In our case, we measure uncertainty using a Gaussian Process Regression (GPR) model. In a GPR model, the uncertainty of the predictions is measured by examining the density of samples of the training set falling in a specific region of the feature space. This means that a GPR model will be more confident about a prediction if it has already seen many similar cases before. On the other hand, if we ask for a prediction on a testing case that is entirely different from the training samples, we will still get a prediction, but with a high level of uncertainty.
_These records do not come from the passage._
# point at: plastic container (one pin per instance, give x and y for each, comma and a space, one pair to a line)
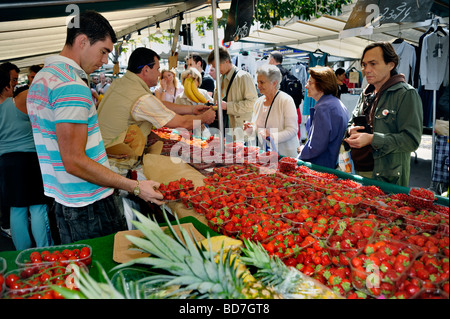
234, 147
125, 279
23, 258
436, 294
421, 202
430, 268
287, 243
268, 157
433, 242
373, 280
345, 206
2, 277
306, 195
287, 164
346, 241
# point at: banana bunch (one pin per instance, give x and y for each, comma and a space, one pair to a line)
191, 90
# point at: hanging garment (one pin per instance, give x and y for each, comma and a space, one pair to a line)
299, 71
434, 64
407, 60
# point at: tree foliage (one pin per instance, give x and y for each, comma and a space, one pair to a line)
271, 12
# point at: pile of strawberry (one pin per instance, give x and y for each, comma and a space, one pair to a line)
386, 261
317, 223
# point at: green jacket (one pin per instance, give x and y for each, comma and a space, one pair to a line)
397, 128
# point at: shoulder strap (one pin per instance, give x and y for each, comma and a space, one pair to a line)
270, 108
229, 84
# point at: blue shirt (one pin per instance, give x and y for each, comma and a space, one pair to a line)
326, 128
16, 134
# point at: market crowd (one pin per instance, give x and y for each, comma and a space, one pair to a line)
54, 169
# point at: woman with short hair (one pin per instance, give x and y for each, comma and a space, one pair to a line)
274, 113
328, 119
169, 87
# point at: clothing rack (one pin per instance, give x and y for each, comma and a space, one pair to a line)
434, 27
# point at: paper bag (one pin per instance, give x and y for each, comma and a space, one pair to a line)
124, 150
173, 170
441, 127
345, 164
353, 77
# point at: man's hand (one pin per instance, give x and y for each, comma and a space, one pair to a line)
354, 129
358, 140
200, 109
209, 116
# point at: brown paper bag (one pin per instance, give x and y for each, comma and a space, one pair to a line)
172, 171
125, 149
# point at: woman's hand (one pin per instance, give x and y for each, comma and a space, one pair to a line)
248, 127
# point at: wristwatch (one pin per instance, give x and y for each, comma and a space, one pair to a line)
137, 190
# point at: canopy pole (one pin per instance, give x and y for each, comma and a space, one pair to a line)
218, 79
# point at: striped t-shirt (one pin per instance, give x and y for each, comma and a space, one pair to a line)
58, 94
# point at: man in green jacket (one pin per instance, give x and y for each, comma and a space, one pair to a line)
392, 110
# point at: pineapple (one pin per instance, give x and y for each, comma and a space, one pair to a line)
196, 272
286, 281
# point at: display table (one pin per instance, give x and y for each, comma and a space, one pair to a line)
102, 248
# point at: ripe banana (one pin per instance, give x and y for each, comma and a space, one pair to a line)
197, 93
188, 90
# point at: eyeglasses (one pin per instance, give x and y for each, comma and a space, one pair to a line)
141, 66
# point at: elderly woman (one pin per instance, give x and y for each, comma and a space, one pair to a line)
197, 76
169, 87
328, 119
274, 113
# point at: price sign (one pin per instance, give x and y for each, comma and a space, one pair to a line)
239, 20
375, 13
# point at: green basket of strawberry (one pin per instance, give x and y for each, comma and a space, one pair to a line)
44, 256
34, 281
381, 266
430, 268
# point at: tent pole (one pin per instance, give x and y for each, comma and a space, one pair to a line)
433, 142
218, 79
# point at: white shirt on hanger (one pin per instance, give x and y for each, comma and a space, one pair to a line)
407, 60
434, 61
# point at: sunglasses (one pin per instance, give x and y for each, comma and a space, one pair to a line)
141, 66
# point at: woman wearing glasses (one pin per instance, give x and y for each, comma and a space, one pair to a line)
274, 114
169, 87
328, 119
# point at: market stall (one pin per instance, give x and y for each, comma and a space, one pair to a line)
295, 212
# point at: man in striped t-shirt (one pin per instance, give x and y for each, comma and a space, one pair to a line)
71, 152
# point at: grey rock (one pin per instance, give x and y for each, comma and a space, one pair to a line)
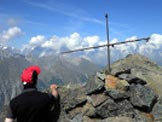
117, 94
143, 117
142, 97
97, 99
94, 86
118, 119
77, 118
157, 110
111, 109
71, 98
132, 79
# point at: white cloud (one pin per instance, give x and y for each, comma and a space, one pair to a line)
39, 39
10, 34
12, 21
152, 49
Visualizing Our Uncertainty-based Measurements

Going back to our Alzheimer’s disease example, you can see in the video below an example of how our uncertainty-based framework operates. First, image-based features are collected from a set of healthy individuals (blue dots in the scatter plot). Given these training samples, we can then calculate an uncertainty map of the predictor at each point of the feature space (shaded area: blue corresponds to low uncertainty; red to high uncertainty). See how those areas with many samples correspond to areas with low levels of uncertainty? We assume that areas with low uncertainty levels correspond to areas with common-looking brains.

Finally, we perform age prediction on test subjects. Crosses correspond to healthy individuals and circles to individuals diagnosed with Alzheimer’s disease. In our experiments, we observed that predictions on healthy individuals tend to stay in areas with low uncertainty (the blueish area); while individuals with Alzheimer’s disease tend to drift towards areas with higher uncertainties (red areas). This happens because the features extracted from healthy individuals are generally similar to those in the training set; whereas individuals diagnosed with Alzheimer’s disease tend to have abnormal brain development, making their brains look different from those in the training set.